OK. Even going with the system instance of PulseAudio, I still have a related problem: ALSA-only apps runing alongside PulseAudio. There appears to me two ways to have native ALSA apps and PulseAudio share the actual sound device:

  • Have ALSA actually be a pass-through to PulseAudio, or
  • Use dmix so that all apps (including PulseAudio) can share the hardware at the ALSA level

Both ways are covered in the Arch Wiki on PulseAudio. (I’d link it, but I’m not allowed to post links.)

The first way is implicitly recommended, since for the second way it’s flagged as an “alternative configuration, which is generally not recommended.” I’m curious as to why it’s generally not recommended?
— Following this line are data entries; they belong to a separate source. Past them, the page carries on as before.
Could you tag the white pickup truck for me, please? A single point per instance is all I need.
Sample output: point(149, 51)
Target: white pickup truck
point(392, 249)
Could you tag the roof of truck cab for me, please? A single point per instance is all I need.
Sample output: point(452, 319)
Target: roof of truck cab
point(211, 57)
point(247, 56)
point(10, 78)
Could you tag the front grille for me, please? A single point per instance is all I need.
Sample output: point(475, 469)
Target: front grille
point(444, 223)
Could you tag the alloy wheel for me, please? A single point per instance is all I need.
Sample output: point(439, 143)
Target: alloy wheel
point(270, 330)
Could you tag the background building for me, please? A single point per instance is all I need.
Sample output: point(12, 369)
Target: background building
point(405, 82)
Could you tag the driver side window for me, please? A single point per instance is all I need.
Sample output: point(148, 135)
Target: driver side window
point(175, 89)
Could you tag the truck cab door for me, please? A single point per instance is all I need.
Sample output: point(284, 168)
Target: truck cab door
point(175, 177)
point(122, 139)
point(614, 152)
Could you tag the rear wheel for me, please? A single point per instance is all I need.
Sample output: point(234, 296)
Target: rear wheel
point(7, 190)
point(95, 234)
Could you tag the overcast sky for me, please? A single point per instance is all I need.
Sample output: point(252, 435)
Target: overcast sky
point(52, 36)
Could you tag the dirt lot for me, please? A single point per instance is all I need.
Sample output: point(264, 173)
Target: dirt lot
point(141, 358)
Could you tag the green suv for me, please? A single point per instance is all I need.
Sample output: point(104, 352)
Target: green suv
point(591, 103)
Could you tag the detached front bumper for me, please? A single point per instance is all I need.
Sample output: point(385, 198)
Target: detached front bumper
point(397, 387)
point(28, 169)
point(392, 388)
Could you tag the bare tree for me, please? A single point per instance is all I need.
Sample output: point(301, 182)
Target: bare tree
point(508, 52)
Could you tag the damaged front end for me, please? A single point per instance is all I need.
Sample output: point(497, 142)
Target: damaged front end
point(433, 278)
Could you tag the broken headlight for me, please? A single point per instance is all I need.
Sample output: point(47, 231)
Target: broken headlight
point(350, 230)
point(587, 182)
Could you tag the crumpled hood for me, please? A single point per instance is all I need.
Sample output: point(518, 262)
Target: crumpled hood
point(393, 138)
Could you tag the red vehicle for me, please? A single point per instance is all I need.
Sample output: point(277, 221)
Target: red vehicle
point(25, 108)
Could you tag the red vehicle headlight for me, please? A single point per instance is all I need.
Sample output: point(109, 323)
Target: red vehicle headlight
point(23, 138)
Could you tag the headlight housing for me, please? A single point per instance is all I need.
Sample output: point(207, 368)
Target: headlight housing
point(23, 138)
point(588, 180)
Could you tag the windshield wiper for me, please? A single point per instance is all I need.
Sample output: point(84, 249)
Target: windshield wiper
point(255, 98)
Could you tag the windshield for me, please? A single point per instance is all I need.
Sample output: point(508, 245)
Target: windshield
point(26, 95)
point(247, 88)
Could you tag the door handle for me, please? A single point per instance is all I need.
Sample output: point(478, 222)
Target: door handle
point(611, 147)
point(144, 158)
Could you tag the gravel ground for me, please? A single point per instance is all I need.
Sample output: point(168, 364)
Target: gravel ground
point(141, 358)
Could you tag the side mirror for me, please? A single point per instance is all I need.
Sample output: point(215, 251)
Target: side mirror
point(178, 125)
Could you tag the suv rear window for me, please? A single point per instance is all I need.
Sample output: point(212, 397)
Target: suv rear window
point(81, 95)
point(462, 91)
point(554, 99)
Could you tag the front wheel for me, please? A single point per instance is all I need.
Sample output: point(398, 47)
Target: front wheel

The latter way seems more intuitive to me. If your application is ALSA native, and does not support PulseAudio, they why have PulseAudio be involved at all? ALSA’s dmix is capable of multiplexing streams. In the first method, the data flow looks like this: application -> ALSA -> PulseAudio -> ALSA -> hardware. It seems like there is an extra step?

Thanks again!

I’m curious as to why it’s generally not recommended?

I agree - It does not explain why it is not recommended or have a url to explain further

Another part of Archwiki suggests using dmix with PulseAudio
PulseAudio as a minimal unintrusive dumb pipe to ALSA - PulseAudio/Examples - ArchWiki

And the ALSA section has information about dmix with no similar warnings
Dmix - Advanced Linux Sound Architecture - ArchWiki

The only comment I know of relating to ALSA audio quality is at the end of this wiki page
https://alsa.opensrc.org/Dmix
the complaint there was about CD audio 44100Hz resampled to 48000Hz, because dmix has to be set to a fixed sample rate
there might also be issues with high latency if the buffer size is too large, or glitches in audio if the buffer is too small

I do not know of anyone that has used dmix in the last few years since PulseAudio became better behaved (even Slackware has finally accepted PulseAudio)

But even in ALSA documentation that is older than PulseAudio it was recommended to use a sound server software before considering dmix
Sharing a device - Linux ALSA sound notes
(Polypaudio was created to replace EsounD and was later renamed to PulseAudio)

Thank you for your thoughts and input. Thinking about this some more, my take is as follows: when using Alsa as a passthrough to Pulse, Alsa is essentially used in the “pure” sense, i.e. as an interface to the hardware; likewise, Pulse becomes the one single interface between Alsa and applications. Whereas, if you use dmix, then you have both Alsa and Pulse doing similar things (multiplexing and/or resampling audio), so you could in theory have inconsistency between apps using Alsa directly and apps using Pulse.

I also posted the same question on the Arch forums. I can’t post links, it’s under the “Multimedia and Games” section, title “Alsa-only apps and PulseAudio on same system”.